Bristle millipedes quite prickly While peeling back some loose bark on pine stumps and logs, I happened across a small assemblage of bristly and segmented animals measuring no more than a few millimeters.
Across their backs were bands of short, stiff bristles and their sides were festooned with blooms of even more spikes. And projecting from their rear ends were pairs of brushy tufts. These intricately adorned and prickly animals were bristle millipedes, Polyxenus fasciculatus, a species widespread in drier habitats throughout eastern North America.
Most millipedes protect themselves by exuding noxious chemicals from a series of pores along the sides of their bodies to deter predators. Depending on the species, these millipede secretions contain alkaloids, benzoquinones, cyanogenic compounds, phenols or quinazolinones.
But you don't have to be a biochemist to fully appreciate the impact of these compounds on the appetites of even the hungriest of predators. Anyone who has ever handled any of these millipedes and smelled their sometimes stained fingers afterward can easily attest to the fact that these slow-moving animals would indeed be tough to swallow.
In spite of the formidable defenses provided by these chemical compounds, bristle millipedes rely instead on purely mechanical means to protect themselves. Chemical ecologist Thomas Eisner and his colleagues at Cornell University ably demonstrated that bristle millipedes use the detachable bristles from the brushy tail tufts to immobilize their enemies, such as ants, centipedes, spiders and pseudoscorpions.

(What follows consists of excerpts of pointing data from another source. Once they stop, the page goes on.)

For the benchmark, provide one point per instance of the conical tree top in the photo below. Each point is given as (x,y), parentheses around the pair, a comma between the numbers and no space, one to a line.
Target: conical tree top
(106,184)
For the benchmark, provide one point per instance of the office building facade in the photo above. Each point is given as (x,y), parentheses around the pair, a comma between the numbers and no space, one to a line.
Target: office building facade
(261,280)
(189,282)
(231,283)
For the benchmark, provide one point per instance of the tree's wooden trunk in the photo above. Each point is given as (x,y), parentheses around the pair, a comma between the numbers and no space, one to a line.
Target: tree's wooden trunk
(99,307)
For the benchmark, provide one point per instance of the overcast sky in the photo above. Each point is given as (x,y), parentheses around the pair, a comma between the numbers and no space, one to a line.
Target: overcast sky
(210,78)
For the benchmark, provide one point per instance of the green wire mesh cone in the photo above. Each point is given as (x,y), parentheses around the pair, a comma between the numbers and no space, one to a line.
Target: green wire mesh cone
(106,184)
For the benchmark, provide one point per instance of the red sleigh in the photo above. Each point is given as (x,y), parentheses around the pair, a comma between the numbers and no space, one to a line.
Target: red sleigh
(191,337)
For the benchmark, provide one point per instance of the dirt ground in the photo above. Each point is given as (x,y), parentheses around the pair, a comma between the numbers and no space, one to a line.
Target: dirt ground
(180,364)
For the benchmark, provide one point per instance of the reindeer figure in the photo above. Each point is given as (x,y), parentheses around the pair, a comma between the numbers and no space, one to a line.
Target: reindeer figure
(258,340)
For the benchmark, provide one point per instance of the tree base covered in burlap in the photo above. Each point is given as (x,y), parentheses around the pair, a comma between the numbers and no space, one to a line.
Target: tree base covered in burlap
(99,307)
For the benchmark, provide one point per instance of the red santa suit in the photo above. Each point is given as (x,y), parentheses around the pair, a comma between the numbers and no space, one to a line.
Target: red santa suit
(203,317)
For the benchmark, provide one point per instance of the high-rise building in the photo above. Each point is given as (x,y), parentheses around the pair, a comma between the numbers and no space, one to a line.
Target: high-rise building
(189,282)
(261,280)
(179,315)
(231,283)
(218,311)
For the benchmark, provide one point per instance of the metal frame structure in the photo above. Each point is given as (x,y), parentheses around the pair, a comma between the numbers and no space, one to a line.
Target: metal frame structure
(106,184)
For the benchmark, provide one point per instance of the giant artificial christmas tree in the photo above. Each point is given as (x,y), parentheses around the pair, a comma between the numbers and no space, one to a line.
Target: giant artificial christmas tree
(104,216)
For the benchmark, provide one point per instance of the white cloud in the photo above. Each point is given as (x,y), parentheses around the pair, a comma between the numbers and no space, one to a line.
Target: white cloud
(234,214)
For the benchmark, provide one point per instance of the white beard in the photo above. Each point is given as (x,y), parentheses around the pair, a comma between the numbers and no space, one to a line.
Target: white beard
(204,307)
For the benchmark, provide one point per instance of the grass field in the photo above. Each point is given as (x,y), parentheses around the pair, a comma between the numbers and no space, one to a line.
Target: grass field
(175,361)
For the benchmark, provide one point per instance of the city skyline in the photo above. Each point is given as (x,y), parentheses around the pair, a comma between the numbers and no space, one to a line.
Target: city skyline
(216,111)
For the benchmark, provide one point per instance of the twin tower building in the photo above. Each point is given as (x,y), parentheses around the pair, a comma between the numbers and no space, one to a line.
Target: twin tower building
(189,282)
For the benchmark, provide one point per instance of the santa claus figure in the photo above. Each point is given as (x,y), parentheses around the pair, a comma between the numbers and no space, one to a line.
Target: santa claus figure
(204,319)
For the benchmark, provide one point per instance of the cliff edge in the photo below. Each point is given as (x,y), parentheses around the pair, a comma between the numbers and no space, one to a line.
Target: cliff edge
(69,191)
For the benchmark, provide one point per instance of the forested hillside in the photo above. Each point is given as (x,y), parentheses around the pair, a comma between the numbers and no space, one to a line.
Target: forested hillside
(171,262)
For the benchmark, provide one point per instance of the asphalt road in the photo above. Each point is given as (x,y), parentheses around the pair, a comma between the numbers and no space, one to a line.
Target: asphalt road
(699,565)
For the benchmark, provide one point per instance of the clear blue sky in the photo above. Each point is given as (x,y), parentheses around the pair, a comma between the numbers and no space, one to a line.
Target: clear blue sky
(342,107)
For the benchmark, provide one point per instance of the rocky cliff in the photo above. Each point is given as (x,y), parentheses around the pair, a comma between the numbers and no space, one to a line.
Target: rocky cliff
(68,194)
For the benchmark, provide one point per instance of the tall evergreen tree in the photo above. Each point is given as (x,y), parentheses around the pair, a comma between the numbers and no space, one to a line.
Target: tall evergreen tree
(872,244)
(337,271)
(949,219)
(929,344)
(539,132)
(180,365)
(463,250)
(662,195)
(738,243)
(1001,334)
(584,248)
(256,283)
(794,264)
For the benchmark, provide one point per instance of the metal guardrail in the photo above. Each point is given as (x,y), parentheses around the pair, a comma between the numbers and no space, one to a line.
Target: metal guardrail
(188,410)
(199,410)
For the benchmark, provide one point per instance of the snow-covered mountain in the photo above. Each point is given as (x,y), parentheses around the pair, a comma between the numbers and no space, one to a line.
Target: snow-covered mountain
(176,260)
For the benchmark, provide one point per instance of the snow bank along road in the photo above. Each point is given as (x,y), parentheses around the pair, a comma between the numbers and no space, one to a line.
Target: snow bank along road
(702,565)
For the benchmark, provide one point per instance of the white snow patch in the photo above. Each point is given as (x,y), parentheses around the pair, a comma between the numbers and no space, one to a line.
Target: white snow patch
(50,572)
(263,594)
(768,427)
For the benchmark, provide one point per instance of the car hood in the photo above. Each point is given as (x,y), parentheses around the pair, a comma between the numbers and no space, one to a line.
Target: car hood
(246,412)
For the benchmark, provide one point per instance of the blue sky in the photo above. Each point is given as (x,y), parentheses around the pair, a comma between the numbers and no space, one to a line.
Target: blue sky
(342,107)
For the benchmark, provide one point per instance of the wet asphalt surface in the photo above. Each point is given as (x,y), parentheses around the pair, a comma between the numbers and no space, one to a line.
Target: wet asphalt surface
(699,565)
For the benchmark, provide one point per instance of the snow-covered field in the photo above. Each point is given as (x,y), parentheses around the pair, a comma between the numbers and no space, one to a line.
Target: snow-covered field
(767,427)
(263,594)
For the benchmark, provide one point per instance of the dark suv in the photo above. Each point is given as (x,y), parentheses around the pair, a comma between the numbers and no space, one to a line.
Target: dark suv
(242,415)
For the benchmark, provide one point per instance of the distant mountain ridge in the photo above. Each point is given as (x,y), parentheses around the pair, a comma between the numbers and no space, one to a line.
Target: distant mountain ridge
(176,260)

The tail tufts are made up of individual bristles with barbed shafts and tipped with several hooklike prongs. When attacked, the millipede splays out its tufts and dabs them against its antagonist, sometimes several times in quick succession.
As the hooks snag the ant's own body bristles, antennae, mouthparts and feet, the millipede's bristles easily detach from the tufts. Attempting to free themselves of bristles, hapless ants simply disperse the "sticky" bristles on their bodies even further. And their frantic struggling only serves to interlock the barbs on bristle shafts and create an inescapable mesh. Once nimble ants quickly find themselves completely hogtied. With no hope of escape, heavily entangled ants become immobilized and soon die.
Since millipedes grow and molt throughout their lives, bristles lost in defensive actions are replaced with each molt. In fact, it just may be that the loss of bristles is what triggers the physiological changes necessary to initiate the next molt.